An estimated 400 Atlassian customers have had access cut for up to a week in an ongoing problem the company has blamed on a maintenance script.
The incident first occurred around April 5, with the company acknowledging the problem on Twitter two days later.
While running a maintenance script, a small number of sites were disabled unintentionally. We’re sorry for the frustration this incident is causing and we are continuing to move through the various stages for restoration. [1/3]
— Atlassian (@Atlassian) April 7, 2022
Several cloud services have now been down for a week for those customers, meaning they’ve lost access to Jira Software, Jira Work Management, Jira Service Management, Confluence, Opsgenie Cloud, Statuspage, and Atlassian Access.
Multiple users took to Twitter to vent their frustrations and try and find out what was going on.
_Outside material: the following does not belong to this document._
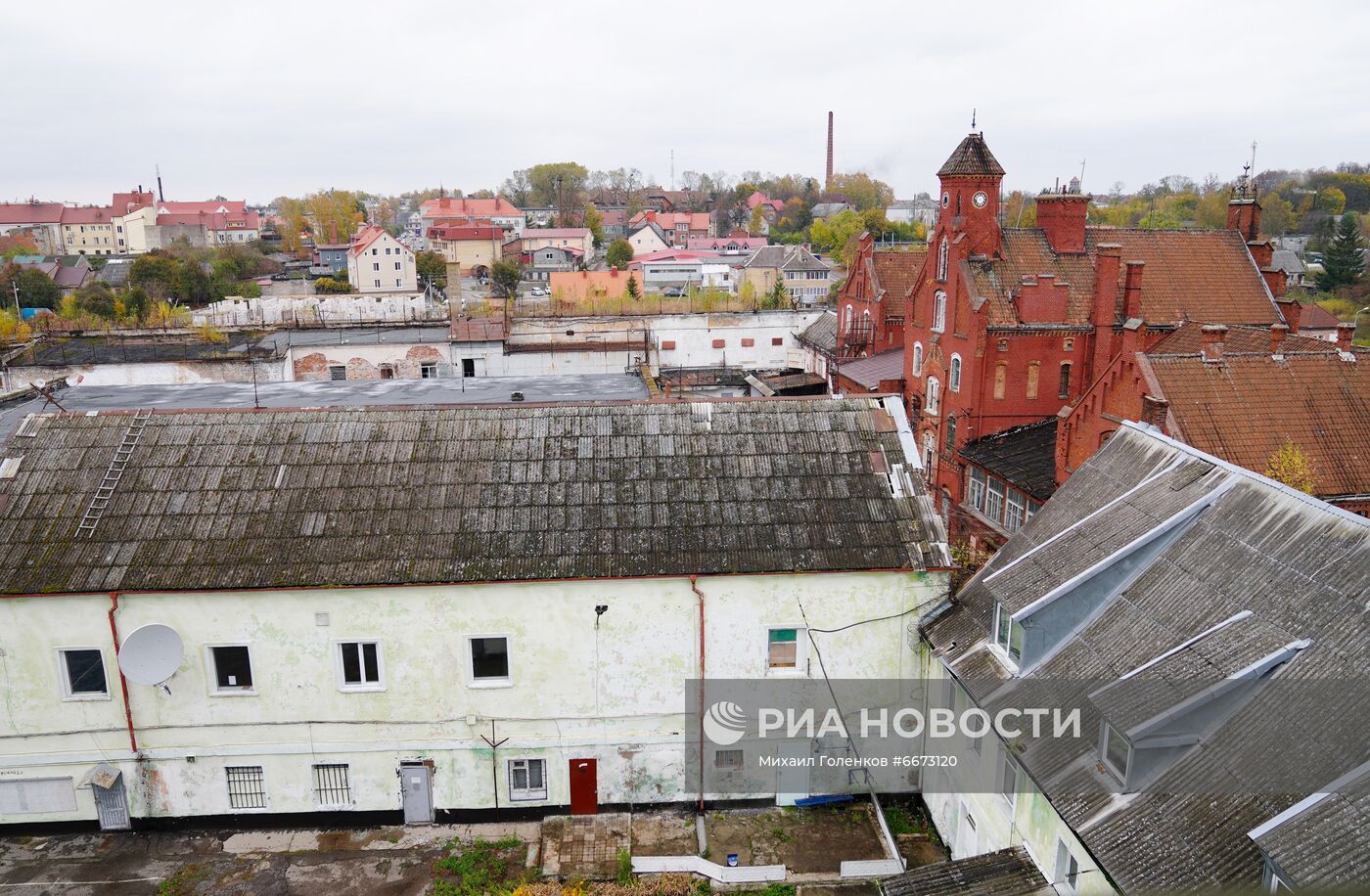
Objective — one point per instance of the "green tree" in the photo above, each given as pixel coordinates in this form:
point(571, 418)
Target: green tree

While the company told them it had “mobilized hundreds of engineers across the organization to work around the clock to rectify the incident”, many expressed wondered why Atlassian would deploy so many engineers to work on a problem impacting “a small number of site”.
“a small number of sites” vs. “hundreds of engineers”
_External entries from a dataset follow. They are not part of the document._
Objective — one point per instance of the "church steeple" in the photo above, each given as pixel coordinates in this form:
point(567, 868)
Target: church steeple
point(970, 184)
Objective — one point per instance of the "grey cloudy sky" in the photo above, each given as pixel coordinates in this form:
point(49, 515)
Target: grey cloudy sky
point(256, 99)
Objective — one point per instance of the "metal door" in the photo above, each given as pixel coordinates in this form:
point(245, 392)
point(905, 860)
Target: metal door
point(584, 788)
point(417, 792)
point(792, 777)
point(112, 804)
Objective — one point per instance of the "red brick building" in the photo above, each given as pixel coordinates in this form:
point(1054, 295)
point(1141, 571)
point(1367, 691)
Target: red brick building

This sounds wrong on so many levels.
— Peter Schneider (@pschneider1968) April 8, 2022
Atlassian has more than 200,000 customers.
The company unable to say when services will be restored, attempting to assure customers that engineers are working on it around the clock via Twitter.
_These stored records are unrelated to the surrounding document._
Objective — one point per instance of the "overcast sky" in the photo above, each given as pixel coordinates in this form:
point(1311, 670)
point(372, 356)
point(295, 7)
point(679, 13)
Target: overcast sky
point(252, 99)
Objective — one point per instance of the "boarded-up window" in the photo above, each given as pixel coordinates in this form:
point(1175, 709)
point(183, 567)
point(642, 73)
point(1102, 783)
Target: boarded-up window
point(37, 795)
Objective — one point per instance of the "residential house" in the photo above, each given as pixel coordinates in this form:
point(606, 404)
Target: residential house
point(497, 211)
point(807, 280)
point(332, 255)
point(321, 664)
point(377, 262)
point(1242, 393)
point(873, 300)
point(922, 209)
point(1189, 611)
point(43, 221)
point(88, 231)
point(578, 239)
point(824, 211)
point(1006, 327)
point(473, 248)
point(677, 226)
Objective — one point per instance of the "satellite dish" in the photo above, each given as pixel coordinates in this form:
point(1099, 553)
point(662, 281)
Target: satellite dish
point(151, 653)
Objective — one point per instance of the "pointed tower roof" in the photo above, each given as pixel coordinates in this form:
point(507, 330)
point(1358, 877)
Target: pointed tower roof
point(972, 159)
But many of the customers hit by the problem have complained about the lack of communication from Atlassian about what’s going on.
We’ve spoken with them but they cannot give us an RCA or an ETA of when we will be restored. JIRA and confluence. This is day 7 now and still down.
— lotoole (@LaurenceOToole2) April 11, 2022
In response to user Laurence O’Toole saying “Day 5 of #Atlassian outage. No explanation forthcoming yet. What a mess!”, the company apologised “for not being more proactive in our communication with you” adding that its first priority is getting sites back up and running.
“For all major incidents we have a post-incident review process to review the cause of the incident & technical changes that need to happen to prevent recurrence. We will be doing that & publishing it publicly,” Atlassian said in reply.
Atlassian is updating its status page every three hours and by April 10 it appeared that it had been able to restore partial access for some customers although a considerable among of restoration remains ahead.
In response to enquiries from Startup Daily, Atlassian’s PR company issued the following statement, attributed to a spokesperson:
“As part of scheduled maintenance on selected cloud products, our team ran a script to delete legacy data. This data was from a deprecated service that had been moved into the core datastore of our products. Instead of deleting the legacy data, the script erroneously deleted sites, and all associated products for those sites including connected products, users, and third-party applications. We maintain extensive backup and recovery systems, and there has been no data loss for customers that have been restored to date. This incident was not the result of a cyberattack and there has been no unauthorised access to customer data.
“We know this outage is unacceptable and we are fully committed to resolving this. Our global engineering teams are working around the clock to achieve full and safe restoration for our approximately 400 impacted customers and they are continuing to make progress on this incident. At this time, we have rebuilt functionality for over 35% of the users who are impacted by the service outage. We know we are letting our customers down right now and we are doing everything in our power to prevent future reoccurrence.”